Come avremmo potuto riprendere le nostre vite di sempre, come avremmo potuto fare i conti con le nostre coscienze, se non ci era permesso onorare il momento, opportunamente?

Quei pensieri si facevano materia pesante nel mio stomaco e dovevo tirarli fuori in qualche modo, ma erano incastrati e non potevo vomitarli e nemmeno piangerli.

Mi stavo consumando su questo fatto, quando una leggera e velata immagine si mise a formarsi in bianco e nero, sul feretro che il vento aveva scelto per me.

Mentre la osservavo, quella si faceva nitida e colorata, anche se sbiadita ed allo stesso tempo troppo luminosa, come una fotografia sovraesposta.

Era l’immagine semitrasparente di un vecchietto e per qualche istante mi era sembrata davvero una fotografia a grandezza naturale, ma poi si era messo a fissarmi e sorridermi mestamente, in piedi, un pochino curvo su se stesso, sulla propria bara.

Non era nuovo il fatto di avere a che fare con gente disincarnata, era nuovo che a cercarmi fosse un estraneo, invece che un familiare, e che non stessi sognando.

Con una certa difficoltà e molta pazienza, il vecchietto discese, prima dalla cassa contenente le proprie spoglie, poi anche dal camion, e si mise sul marciapiedi sotto il mio balcone, come un Romeo che attende di poter parlare; ed io che a Giulietta non somiglio neanche un po’ e non le somigliavo allora, mi affacciai lo stesso, incapace di sottrarmi a quella richiesta: farlo, sprecando la sua fatica e la sua occasione di lasciare un messaggio, sarebbe stato imperdonabile.

“Non voglio lasciare i miei figli senza salutare…” le sue parole uscivano come una eco dalla sua bocca, per riempire la mia mente senza attraversare lo spazio tra noi. Più che parole, in effetti, m’erano comparse dentro sensazioni e ricordi, come fossero sempre stati miei.

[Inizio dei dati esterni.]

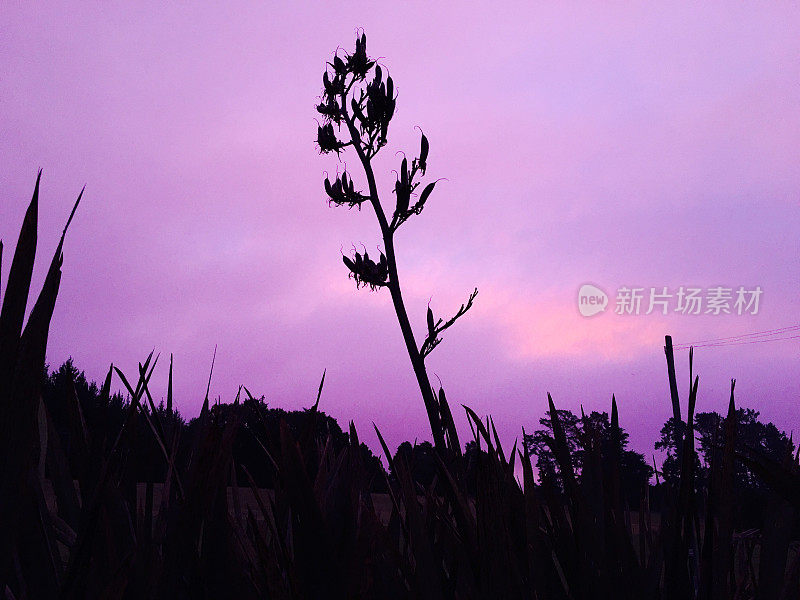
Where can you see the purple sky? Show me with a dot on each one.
(623, 147)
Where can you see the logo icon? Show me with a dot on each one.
(591, 300)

Potevo condividere la sua angoscia sommessa, alla quale tentava di dare una ragione per placarla, ma che sapevo non poterlo lasciare libero ed in pace.

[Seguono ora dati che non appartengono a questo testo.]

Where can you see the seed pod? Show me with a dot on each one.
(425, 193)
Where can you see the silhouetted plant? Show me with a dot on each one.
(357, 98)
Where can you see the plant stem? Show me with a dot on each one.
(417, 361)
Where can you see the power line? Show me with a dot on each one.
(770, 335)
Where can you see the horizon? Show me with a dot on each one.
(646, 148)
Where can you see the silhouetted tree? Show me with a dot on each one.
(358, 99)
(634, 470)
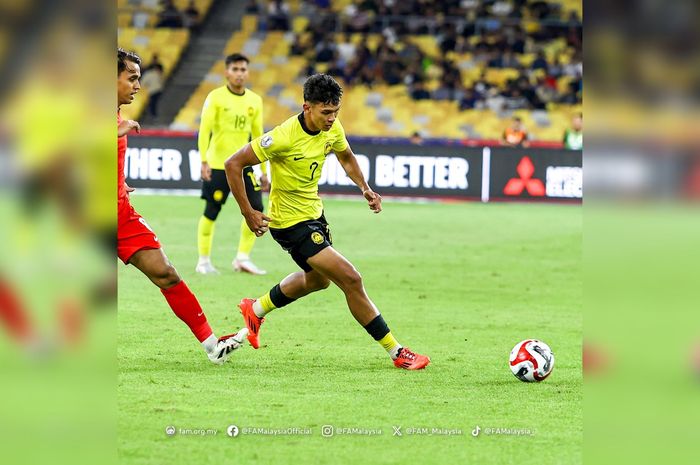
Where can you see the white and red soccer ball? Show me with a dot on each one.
(531, 360)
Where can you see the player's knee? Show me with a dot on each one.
(166, 276)
(317, 283)
(352, 280)
(211, 210)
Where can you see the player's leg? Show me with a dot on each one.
(291, 288)
(214, 192)
(242, 262)
(331, 264)
(156, 266)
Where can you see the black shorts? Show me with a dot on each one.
(217, 189)
(304, 240)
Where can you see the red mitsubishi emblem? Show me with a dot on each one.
(515, 186)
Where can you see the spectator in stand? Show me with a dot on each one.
(469, 100)
(540, 61)
(448, 42)
(155, 62)
(252, 7)
(152, 81)
(299, 46)
(278, 15)
(170, 16)
(325, 50)
(419, 91)
(573, 137)
(416, 138)
(336, 68)
(191, 16)
(346, 50)
(515, 135)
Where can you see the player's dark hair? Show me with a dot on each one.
(322, 88)
(123, 56)
(234, 57)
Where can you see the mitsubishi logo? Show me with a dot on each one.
(525, 170)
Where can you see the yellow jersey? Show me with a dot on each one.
(229, 121)
(296, 157)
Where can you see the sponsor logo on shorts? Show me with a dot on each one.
(317, 237)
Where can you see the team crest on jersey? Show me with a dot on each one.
(317, 237)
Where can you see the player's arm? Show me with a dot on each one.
(204, 138)
(126, 126)
(234, 165)
(256, 131)
(349, 163)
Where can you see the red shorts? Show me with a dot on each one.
(133, 233)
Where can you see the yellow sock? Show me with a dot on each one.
(205, 236)
(390, 344)
(247, 240)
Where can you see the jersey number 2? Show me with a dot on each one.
(313, 167)
(240, 122)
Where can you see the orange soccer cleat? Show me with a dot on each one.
(409, 360)
(252, 321)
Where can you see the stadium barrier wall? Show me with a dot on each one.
(164, 160)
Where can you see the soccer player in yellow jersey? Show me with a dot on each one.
(231, 117)
(297, 150)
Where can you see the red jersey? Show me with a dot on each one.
(121, 155)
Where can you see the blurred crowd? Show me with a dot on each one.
(534, 41)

Non era solo il saluto che gli mancava, provavo, in simpatia con le sue vibrazioni, un senso opprimente di colpa: la malattia, le ho permesso di farsi spazio in me e sconfiggermi, forse non ho lottato abbastanza; nonostante tutti gli anni che ho vissuto, non ho davvero trasmesso quello che vorrei aver dato, forse non ho amato abbastanza, forse non sono stato all’altezza del mio compito, forse non ho vissuto pienamente… tante erano le sensazioni che arrivavano tutte contemporaneamente, non era semplice distinguerle.

Tanta amarezza era difficile da sostenere, ma capivo che già dividerla tra noi la rendeva più accettabile, solo che non bastava.

Ora mi sentivo come un fiume, non potevo piangere le lacrime, allora queste si riversavano in me, ingoiate tutte assieme, diventate soffocanti, straripanti. Come se il cielo fosse in sintonia, la pioggia ci bagnava su quel balcone, spettatore commosso dalla scena.

Potevo scegliere solo due vie: annegare assieme a quel vecchietto, oppure tramutare l’impeto di quell’acqua in un moto dolce di compassione.

Sapevo di non poterlo toccare, ma fu come prendergli le mani nelle mie e baciargli la fronte.

Immersi l’uno negli occhi dell’altra e viceversa, ci parlammo con le voci di tutti nel mondo, in tutte le lingue del mondo: fummo l’uno per l’altra e viceversa, nonni e nonne, madri e padri, fratelli e sorelle, figli e figlie, amici e nemici; unimmo i cuori in un flusso che scorreva dentro e attorno a noi e a tutto l’Universo, fummo le presenze di ogni passato e di ogni futuro, senza confine, vedendo chi eravamo, chi eravamo stati e chi saremmo diventati, in un modo così chiaro, così ovvio, che ci fu subito pace.

Nulla aveva importanza se non quel senso di gratitudine infinita che ci pervadeva all’unisono.

Ci separammo daccapo, dopo un tempo indeterminabile, scossi dalla nostra esperienza estatica, mistica, perché si era compiuto ciò che doveva essere.

Eravamo pronti, liberi, in pace.

Allora, il vecchietto si fece sempre più traslucido, evanescente.

Lo vidi svanire pian piano mentre ritornava al suo posto nel camion.

I motori in strada si erano accesi, la colonna marciava lentamente oltre l’angolo, una sfocatura permaneva su quel feretro muto, che si allontanava.

Mi sentii chiamare dalla cucina “è ora di cena, che mangiamo?”, si era fatto scuro, il sole doveva essere tramontato senza che ci badassi troppo, dopo che anche l’ultimo camion aveva svoltato, dimenticando il mio balcone, del quale forse non si era nemmeno mai accorto.